He dismounted at the entry to the copse. What should he do with his horse, whose presence might betray his own? A moment’s reflection, and he turned the animal’s head away from the direction of the Clos-aux-Grives, and, drawing his sword, smote it hard on the flank with the flat. The beast reared, capered, and bolted down the road. Then, dropping the sword, M. de Brencourt plunged into the thicket.
It was not as dense as he had thought, but at the foot of this oak tree he would be quite invisible from the road. He had no last message to leave other than those he had written on the night of the duel and, as it happened, left undestroyed afterwards. He had no last thoughts, for he was incapable of any thought but one, and as for prayer, a man had no right to it who was doing what he was doing. Nevertheless once familiar words drifted through his brain and out again as he knelt down by the oak-tree’s strong old roots, “. . . pray for us sinners now and in the hour of our death” . . . but they scarcely had meaning, and his mind seemed only a blank of wreathing fog as he put the pistol to his ear.
The weapon remained there for perhaps eight seconds, then sank.
For there comes a point when the machinery that the brain controls will not revolve any longer. Artus de Brencourt had come to that point now. Ridden as he had recently been with the most devastating emotions, torn with hatred and more than half mad with jealousy, having twice tried and failed to kill the man he hated, having lived by day on the edge of a volcano and having scarcely slept by night, he had now to face the most shattering experience of all—itself the direct outcome of the others. He lacked the nerve to kill himself.
Only the tiniest muscular action was needed, the pressure of a finger, and he had not the will power left for it. Kneeling there, the sweat pouring off his face, he tried . . . and could not. His hand would not even hold the weapon in position. He who but a little while ago had tried to steal another man’s life from him had not courage left to take his own.
The discovery, stark and sickening, broke the violent, passion-tossed man to pieces, broke him utterly. Never in his life had he known the taste of physical cowardice till now. A horrible nausea came over him, and he fell forward on his face at the foot of the oak tree and lay there, beaten at last—lay there while an oak leaf settled on his hair and his horse, returning, trotted past again in the direction of headquarters. But he did not hear it.
(2)
Complicated emotions of some violence had assailed M. Chassin when he reached the Clos-aux-Grives and heard from Lucien the story of the ford, and how M. de Brencourt had recently ridden off in haste—and especially when he learnt why he had thus ridden off. And at that piece of news—since the “lady from Paris” awaiting the Marquis could be no other than Mme de Trélan herself—M. Chassin also, abandoning his duties towards the wounded, rushed out of the farmhouse, a prey at the same time to he knew not what dire premonitions, and to a joy and thankfulness beyond words.

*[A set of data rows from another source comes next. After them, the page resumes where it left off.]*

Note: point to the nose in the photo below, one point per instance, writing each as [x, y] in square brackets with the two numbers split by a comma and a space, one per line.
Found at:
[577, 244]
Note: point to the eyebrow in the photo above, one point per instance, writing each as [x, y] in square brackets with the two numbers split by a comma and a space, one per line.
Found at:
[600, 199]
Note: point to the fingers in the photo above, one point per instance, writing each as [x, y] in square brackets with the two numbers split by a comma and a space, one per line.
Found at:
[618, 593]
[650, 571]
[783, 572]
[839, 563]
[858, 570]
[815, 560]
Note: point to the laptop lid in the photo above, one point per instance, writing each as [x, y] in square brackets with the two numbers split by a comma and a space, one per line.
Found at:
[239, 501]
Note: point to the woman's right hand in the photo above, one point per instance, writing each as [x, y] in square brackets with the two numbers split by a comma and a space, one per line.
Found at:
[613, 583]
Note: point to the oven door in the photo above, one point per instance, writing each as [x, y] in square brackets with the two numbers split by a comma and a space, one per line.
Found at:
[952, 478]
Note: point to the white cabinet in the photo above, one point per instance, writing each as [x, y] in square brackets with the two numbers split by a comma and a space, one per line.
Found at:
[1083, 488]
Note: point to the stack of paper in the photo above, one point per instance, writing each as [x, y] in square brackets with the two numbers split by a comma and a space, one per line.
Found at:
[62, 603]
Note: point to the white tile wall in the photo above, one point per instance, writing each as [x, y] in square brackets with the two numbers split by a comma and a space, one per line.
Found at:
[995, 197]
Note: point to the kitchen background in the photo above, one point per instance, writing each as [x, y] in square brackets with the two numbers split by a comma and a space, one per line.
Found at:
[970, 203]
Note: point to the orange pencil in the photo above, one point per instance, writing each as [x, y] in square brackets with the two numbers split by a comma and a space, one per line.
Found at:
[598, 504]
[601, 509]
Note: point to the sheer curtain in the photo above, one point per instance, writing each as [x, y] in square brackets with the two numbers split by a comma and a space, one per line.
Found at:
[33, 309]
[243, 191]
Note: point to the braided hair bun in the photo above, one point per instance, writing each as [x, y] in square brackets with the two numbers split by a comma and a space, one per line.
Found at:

Yet where was he to go, and what was he to do? He found himself setting out as fast as he could go for the Ferme des Vieilles, become now a species of rendezvous. But he had hardly gone a mile, his soutane well tucked up, when between heat, fatigue and apprehension he was asking himself why in the name of all the saints he had not borrowed a horse. And instantly the saints sent him one. It came trotting leisurely down the road towards him, its bridle dangling, a riderless horse—more, a horse that he recognised. It was the Comte de Brencourt’s roan.
The Abbé stood in the dust and smote his brow. What did this portend? At any rate he would utilise the steed. He caught it as it passed, girt his soutane still higher, mounted and pursued his road. And as he went he looked from side to side, but he would not have thought of entering the oak copse when he came to it, had not his eye been attracted by something that glinted at the side of the road—the sword that lay there.